Introduction

Adult polyglucosan body disease (APBD) is an autosomal recessive glycogenosis due to glycogen branching enzyme (GBE) deficiency leading to the accumulation of polyglucosan bodies in the central (CNS) and peripheral (PNS) nervous system [1]. It typically presents in the 5th or 6th decade of age with the involvement of spinal cord and peripheral nerves [2, 3]. The most common clinical manifestation is progressive spastic paraparesis associated with sensorimotor axonal polyneuropathy and neurogenic bladder [2, 3]. Occasional reports describe hypokinetic rigid syndrome [4], fronto-temporal dementia [5], motor neuron disease [6], stroke-like episodes [7] or relapsing–remitting course and infrequent hepatopathy [8].

APBD is documented worldwide [3], but is apparently more frequent among patients of Ashkenazi Jewish background due to the presence of two founder mutations in the GBE1 gene [2, 9]. Although the disorder is considered rare, the estimated frequency of the common GBE1 mutation in this population is up to 1:35 [2, 10], raising the possibility of underdiagnosis.
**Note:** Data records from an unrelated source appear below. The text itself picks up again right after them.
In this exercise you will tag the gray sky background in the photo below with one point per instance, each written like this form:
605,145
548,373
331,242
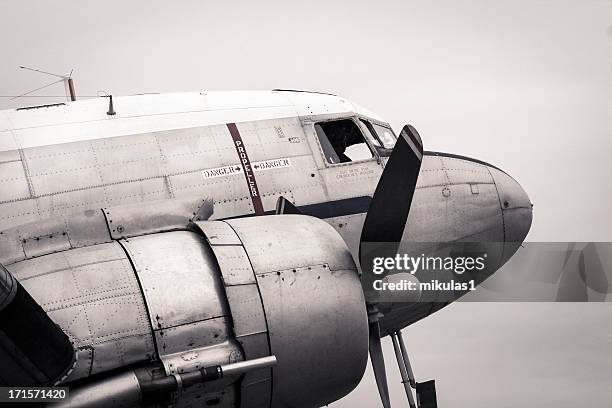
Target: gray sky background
525,85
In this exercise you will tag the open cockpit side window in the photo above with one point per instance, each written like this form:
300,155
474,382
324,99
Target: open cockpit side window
383,137
342,141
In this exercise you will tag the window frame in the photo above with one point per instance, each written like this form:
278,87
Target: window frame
357,122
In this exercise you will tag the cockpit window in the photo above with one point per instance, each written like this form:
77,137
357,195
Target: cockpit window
342,141
386,135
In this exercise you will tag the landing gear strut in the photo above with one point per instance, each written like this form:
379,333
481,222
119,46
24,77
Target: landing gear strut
425,391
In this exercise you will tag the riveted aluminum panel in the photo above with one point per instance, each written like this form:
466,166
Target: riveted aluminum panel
247,313
235,265
194,335
13,182
219,233
279,242
321,355
93,295
13,213
53,235
179,277
155,216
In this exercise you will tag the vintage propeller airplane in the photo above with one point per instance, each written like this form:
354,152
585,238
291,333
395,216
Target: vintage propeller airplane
202,249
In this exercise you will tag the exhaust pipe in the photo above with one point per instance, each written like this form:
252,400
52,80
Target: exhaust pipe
33,349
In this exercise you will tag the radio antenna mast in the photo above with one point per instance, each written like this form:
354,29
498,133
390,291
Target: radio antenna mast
66,79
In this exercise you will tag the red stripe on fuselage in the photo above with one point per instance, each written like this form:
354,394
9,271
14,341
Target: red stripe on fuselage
249,174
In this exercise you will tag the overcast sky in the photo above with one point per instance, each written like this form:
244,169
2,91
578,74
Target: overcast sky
525,85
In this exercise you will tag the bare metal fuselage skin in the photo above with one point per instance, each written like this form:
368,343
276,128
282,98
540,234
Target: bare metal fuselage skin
63,160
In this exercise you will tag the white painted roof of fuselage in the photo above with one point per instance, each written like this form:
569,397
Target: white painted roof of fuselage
87,119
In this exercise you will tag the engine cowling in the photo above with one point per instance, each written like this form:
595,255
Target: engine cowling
209,293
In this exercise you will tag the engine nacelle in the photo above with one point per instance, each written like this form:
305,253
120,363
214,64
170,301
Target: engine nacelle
212,293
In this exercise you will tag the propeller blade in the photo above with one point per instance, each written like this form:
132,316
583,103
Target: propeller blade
386,217
378,364
388,211
284,206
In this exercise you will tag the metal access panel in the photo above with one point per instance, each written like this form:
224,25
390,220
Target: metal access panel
93,295
248,315
179,277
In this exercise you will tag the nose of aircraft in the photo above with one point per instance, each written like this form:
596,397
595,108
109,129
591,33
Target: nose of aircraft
515,206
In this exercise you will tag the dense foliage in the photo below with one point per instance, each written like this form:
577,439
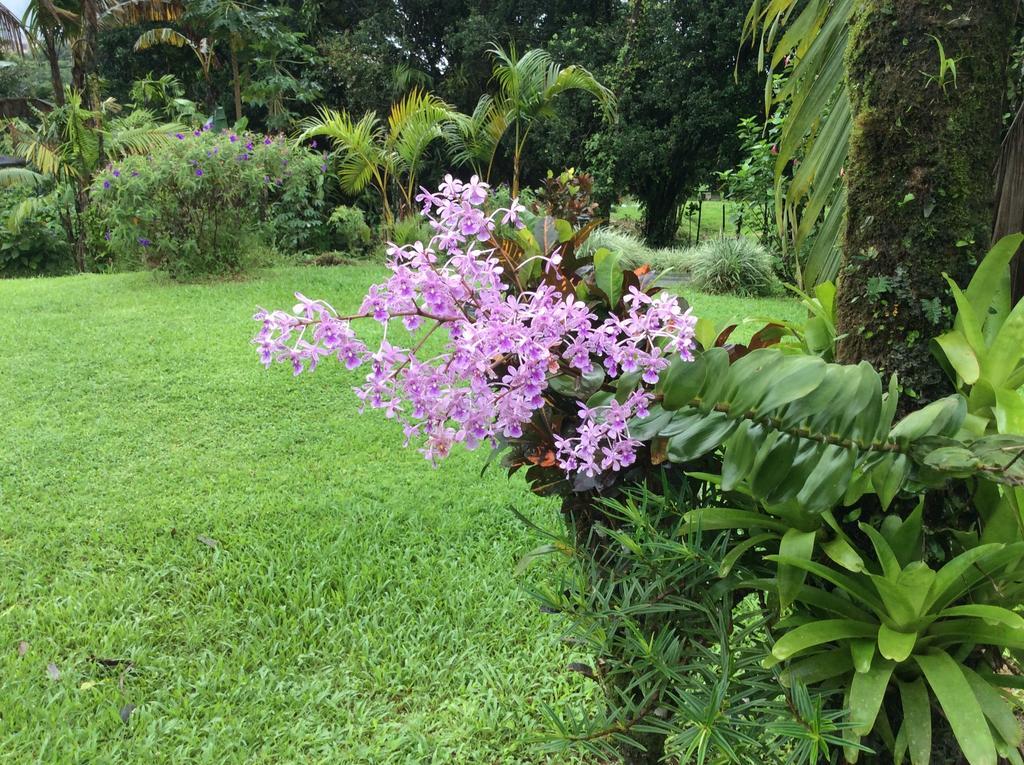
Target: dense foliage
205,201
884,552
Therefore, we decided to examine the largest single cohort of APBD patients to determine how often the disease is misdiagnosed and whether this leads to inappropriate therapy.

Methods/patients

Retrospectively review of the clinical files of 23 Israeli APBD patients diagnosed between 1991 and 2010 [3], and of 7 new patients. Diagnosis was based on the combination of typical clinical and imaging findings, reduced GBE activity, routinely assayed in the peripheral blood leukocytes since 1991, and the presence of c.986A>C; p.Y326S GBE1 mutation in homozygosity (57 %) or in heterozygosity (43 %) with another mutation [2, 3]. Although initially sural nerve biopsy had been used for diagnosis, this practice was replaced by biochemical and molecular testing. Medical records were searched for all initial non-APBD diagnoses and for the time to correct diagnosis. An attempt was made to identify pitfalls leading to misdiagnosis. The treatment prescribed before diagnosis was classified as “appropriate” or “inappropriate” in relation to APBD.

Results

Clinical findings

Main demographic data and clinical findings in 30 patients with APBD are summarized in Table 1. Initial symptoms typically started in the 5th–6th decade of life. In 14 (47 %) patients, lower urinary tract symptoms preceded gait problems and in 5 of them by more than 5 years. In 10 (33 %) patients, weakness of the legs and spasticity preceded urinary symptoms, and in 2 of them by more than 5 years. Six patients had simultaneous onset of symptoms.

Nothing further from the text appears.